Minorités ethniques dans la contestation
Des minorités ethniques ont rejoint la contestation. Près de la ville de Dawei, dans le sud du pays, des centaines de Karens ont manifesté, brandissant leur drapeau bleu, blanc rouge et appelant à « en finir avec la dictature ». Le cortège était escorté par des rebelles de la faction armée Union nationale karen (KNU), venue protéger les protestataires contre d’éventuelles violences des forces de sécurité.
Des Birmanes, en nombre, ont rejoint les défilés pour célébrer la journée internationale des femmes. Moines, étudiants, fonctionnaires… Des milliers de Birmans ont manifesté dimanche, notamment à Mandalay, dans le centre du pays, où un grand sit-in a été organisé. La police et l’armée ont fait usage de gaz lacrymogène, de munitions en caoutchouc mais aussi de balles réelles pour disperser des rassemblements.

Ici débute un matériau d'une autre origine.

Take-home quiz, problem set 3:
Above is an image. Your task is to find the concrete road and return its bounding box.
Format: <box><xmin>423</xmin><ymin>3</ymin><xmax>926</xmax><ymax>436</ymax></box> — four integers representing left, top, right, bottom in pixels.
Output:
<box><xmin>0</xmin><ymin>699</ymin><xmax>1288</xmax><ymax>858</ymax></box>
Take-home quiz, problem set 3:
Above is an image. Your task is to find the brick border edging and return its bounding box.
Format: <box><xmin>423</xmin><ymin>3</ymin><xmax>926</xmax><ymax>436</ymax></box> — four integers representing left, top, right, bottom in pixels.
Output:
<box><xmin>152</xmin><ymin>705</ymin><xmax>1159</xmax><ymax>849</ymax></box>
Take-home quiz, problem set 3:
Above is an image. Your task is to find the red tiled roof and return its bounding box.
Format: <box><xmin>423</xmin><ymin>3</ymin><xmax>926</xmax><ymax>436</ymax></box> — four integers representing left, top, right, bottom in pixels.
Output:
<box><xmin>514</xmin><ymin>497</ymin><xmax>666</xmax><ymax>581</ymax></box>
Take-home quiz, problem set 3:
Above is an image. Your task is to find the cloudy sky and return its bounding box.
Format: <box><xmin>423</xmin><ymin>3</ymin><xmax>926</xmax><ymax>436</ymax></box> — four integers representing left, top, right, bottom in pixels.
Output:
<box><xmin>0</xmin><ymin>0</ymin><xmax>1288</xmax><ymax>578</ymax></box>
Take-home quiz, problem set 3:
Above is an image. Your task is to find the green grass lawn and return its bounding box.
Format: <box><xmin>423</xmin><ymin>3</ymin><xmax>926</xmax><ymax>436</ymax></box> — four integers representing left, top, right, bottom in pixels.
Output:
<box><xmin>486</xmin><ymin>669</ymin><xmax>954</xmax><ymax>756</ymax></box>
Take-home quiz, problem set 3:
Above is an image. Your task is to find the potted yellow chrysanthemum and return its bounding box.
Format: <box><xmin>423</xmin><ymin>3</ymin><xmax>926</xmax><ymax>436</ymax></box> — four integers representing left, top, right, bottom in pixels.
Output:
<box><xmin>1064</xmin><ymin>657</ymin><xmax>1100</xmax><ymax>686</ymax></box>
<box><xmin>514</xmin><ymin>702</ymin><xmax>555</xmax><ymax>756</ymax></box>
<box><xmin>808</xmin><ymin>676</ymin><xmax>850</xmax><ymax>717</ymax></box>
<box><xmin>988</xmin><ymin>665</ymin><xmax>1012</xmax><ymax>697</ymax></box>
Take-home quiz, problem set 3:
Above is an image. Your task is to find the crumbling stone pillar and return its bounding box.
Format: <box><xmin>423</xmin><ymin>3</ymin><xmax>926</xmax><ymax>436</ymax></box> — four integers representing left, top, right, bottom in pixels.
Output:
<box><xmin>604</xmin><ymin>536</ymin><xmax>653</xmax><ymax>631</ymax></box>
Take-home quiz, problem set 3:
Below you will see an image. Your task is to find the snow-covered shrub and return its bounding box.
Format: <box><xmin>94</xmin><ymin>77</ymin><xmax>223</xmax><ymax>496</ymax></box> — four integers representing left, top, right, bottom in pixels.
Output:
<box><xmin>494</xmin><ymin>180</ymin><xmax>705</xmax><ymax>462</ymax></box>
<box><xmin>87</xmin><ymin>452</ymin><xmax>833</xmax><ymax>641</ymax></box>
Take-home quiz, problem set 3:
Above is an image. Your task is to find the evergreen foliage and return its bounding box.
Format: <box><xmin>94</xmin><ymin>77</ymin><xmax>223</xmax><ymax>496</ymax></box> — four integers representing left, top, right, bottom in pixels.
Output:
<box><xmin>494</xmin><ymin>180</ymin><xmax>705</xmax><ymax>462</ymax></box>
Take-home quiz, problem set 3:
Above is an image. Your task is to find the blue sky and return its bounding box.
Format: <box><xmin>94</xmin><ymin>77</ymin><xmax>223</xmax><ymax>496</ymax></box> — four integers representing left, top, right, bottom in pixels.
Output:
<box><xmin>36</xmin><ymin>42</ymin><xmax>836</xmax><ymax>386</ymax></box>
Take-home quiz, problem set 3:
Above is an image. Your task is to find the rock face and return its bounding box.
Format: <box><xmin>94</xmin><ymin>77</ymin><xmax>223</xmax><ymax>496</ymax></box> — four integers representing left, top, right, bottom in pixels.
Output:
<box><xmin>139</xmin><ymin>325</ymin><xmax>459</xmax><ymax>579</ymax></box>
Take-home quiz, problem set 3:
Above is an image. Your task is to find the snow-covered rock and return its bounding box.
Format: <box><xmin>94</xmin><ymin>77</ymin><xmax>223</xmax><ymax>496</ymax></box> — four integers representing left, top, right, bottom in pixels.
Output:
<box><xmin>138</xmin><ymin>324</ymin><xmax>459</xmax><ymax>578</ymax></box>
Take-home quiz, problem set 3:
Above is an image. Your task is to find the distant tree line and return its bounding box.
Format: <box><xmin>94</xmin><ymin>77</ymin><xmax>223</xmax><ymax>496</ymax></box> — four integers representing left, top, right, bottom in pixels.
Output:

Des dizaines de contestataires ont été arrêtés et plusieurs blessés, selon l’Association d’assistance aux prisonniers politiques (AAPP). Des manifestations qui se tenaient « dans des zones résidentielles, dans l’enceinte d’édifices religieux, d’hôpitaux et d’un campus ont été violemment réprimées », d’après l’ONG birmane.
Des raids nocturnes
Les forces de sécurité ont été déployées dimanche soir dans plusieurs quartiers de Rangoun et ont mené des opérations dans plusieurs hôpitaux publics de la ville. L’ONG Physicians for Human Rights a condamné l’occupation des hôpitaux, se disant « consternée par cette dernière vague de violence ».
Samedi, des raids nocturnes avaient visé des responsables de la Ligue nationale pour la démocratie (LND), le parti d’Aung San Suu Kyi, plusieurs avaient été arrêtés et un représentant local du mouvement, Khin Maung Latt, tué. Les députés qui ne reconnaissent pas la légitimité du coup d’État et ont créé un comité pour représenter le gouvernement civil se rendent coupables de « haute trahison », un crime passible de la peine de mort ou de 22 ans de détention, a averti la junte.
Plus de 50 manifestants ont été tués depuis le putsch qui a renversé la prix Nobel de la paix 1991, a fait savoir l’ONU la semaine dernière.